Looking back on my 2018 bike travels from the comfortable distance of six years, it’s easy to regard that time as a monolithically awesome experience of adventure and self-discovery. In fact, I remember many moments of loneliness and doubt and fear along the way. I remember asking myself what the hell I was doing risking my life to pedal alone down highways, moving a bit farther every day from my friends and family and community and home. Wasn’t I just enacting some misguided Kerouacian impulse, some half-formed American myth of rugged individualist adventure? And for what? Of course there were plenty of exhilarating moments too, and now, having survived the experience and grown from it, I can confidently say it was all worth it. But that's no reason to erase the doubts and difficulties that were a big part of that year too.  

So my first couple days in Portland were pretty dreary. Happily, the rest of my time was a lot more fun. On Tuesday, I went with a couple friends to a place in Vancouver with saunas and ice baths and a hot tub. After two days of low-stimulation loneliness, this combination of sensory intensity and friend connection brought me back to life. On Wednesday, I played a lovely house concert in Sellwood. On Thursday, my friend Peter and I did two sets at a book-themed pub. It was great to see old friends at both of these shows, and to make new ones.

When I returned to Seattle on Friday for a friend’s birthday party, I was exhausted. I’d been drinking a bit too much, and not sleeping enough. My muscles were stiff from all the biking, and I wasn't looking forward to waking up early to catch the morning train out of Edmonds for one more show in Bellingham. I was long past ready to crash on my friend's extra bed, but the party lingered till almost midnight. I wished I was home. I’d been on the road for ten days, and I was feeling acutely that my body doesn't have the stamina it had ten years ago.

I got up just after 7 and started riding north through the morning drizzle along grey arterial streets. Imagining the whole hour’s ride, the big climbs ahead, my mood soured. But one of the beautiful things about cycling is the way it can imperceptibly buoy your spirits over time. Gradually, I found a rhythm. As I pedaled across the city, I was simultaneously traversing, without realizing it, the territory between grumpy and hopeful. My body waking up, my thoughts wandering pleasantly, I found myself in the zone. I crossed Aurora, hit the Interurban Trail, entered Shoreline. Before I knew it, I was zooming down the long hill to the Edmonds station.

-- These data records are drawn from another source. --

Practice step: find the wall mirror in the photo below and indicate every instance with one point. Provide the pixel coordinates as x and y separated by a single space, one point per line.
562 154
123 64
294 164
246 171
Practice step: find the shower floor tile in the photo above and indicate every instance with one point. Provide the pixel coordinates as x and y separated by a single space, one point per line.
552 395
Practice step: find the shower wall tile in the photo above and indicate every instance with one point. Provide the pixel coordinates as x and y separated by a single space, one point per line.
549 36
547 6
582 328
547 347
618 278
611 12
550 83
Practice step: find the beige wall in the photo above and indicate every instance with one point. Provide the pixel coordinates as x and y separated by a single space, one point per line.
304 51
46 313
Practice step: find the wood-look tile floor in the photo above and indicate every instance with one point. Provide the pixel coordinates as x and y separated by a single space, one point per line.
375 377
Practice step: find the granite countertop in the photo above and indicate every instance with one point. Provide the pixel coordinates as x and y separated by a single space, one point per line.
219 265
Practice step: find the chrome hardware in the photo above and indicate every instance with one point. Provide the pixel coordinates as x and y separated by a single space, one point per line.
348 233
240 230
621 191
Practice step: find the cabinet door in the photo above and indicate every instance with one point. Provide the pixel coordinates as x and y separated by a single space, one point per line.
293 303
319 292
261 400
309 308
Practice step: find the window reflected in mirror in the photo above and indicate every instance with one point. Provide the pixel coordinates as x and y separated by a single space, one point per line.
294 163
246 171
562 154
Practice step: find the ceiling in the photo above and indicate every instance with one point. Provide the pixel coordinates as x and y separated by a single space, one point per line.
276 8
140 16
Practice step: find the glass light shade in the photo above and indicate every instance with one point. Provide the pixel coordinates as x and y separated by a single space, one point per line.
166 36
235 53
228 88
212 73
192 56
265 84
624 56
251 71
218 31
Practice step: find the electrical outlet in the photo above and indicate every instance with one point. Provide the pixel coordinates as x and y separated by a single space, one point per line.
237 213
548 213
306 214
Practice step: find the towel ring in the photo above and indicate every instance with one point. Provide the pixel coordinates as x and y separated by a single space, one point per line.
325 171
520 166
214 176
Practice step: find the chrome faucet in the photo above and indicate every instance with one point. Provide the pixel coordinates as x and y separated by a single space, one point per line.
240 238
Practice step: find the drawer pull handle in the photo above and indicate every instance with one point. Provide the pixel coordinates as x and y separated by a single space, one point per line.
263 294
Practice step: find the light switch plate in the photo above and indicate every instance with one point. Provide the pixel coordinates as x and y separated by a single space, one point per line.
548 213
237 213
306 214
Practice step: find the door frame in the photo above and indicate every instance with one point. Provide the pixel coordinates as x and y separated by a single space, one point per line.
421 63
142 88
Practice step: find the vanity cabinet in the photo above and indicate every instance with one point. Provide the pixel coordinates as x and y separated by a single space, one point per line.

After a gorgeous train ride north, I spent a lovely day in Bellingham bouncing from café to café, from park to park. By some miracle, while it was raining everywhere else, famously wet Bellingham stayed dry. I was impressed, as I have been in the past, by that little city on the bay. It has the energy of the university, a bit of a lingering 90s grunge vibe, plus a particular small-town sweetness I’ve come to love from my time in Walla Walla, Corvallis, and now Port Townsend.

That night's show was at Honey Moon, which venue was recommended by a couple new friends who used to live in Bellingham. They said it had a piano, though they didn’t know if it was any good. I’d done what I could to promote the show, but with only a couple friends in the area, I had no idea if anyone would show up.

When I rolled up at 7:20 for my 8 o’clock show, the bar was completely empty. Just me and the bartender. Okay then. I set up a microphone and tested out the piano—way out of tune. Not an auspicious start. Still, maybe because I’d had such a good day, I found myself ready to accept that I might be playing dissonant music for only the bartender and the two friends who said they’d be there.

But around 7:40, a few folks I didn’t recognize showed up. Then a few more. Then a couple came in and introduced themselves—they were my best buddy’s sister and brother-in-law! He’d told them about the show and they’d come down to check it out. Then my two local friends came with a whole crew in tow. By the time I started playing, the place was half full, and by the end of the first set, it was pretty much packed.

The energy was high. People were talking, and the boxy room was loud. I was in a good head space, so I accepted this, too. In the past, I might have sang louder or played flashier to try to grab some attention. This time, I was able to stay in the zone, connected to the music. I played for my own joy, and for the two or three people who were actively listening. To counteract the piano’s wobbly intonation, I leaned into a honky-tonk sound. I sang cowboy songs, and felt something like a cowboy myself, a solitary rider spending his days in the saddle, traversing the landscape. I was playing a character, I guess you could say. And maybe that’s why, on this particular night, I found myself unapologetically liking the sound of my singing voice. That’s a rare feeling for me.

With the conclusion of each song, I got a bit more applause, a bit more silence for the start of the next one. I kept playing not too loud, just wanting to invite people to listen if they wished. By the end of the first set, the whole room was silently listening.

It was such a surprising and wonderful experience that it verged on surreal. What space-time warp had I passed through to end up here, when an hour ago I thought I’d be playing for an empty room, and now I was playing the best solo show I could remember? It all felt like a cosmic gift, a whisper of encouragement from the universe. Keep going. Keep going.

***

Speaking of cosmic gifts, we were graced here in Port Townsend with a dazzling display of the aurora borealis last weekend. It was my first time seeing those lights. I was grateful for the reminder that we are tiny motes of consciousness floating through an infinite mystery. I'm so glad we're in it together.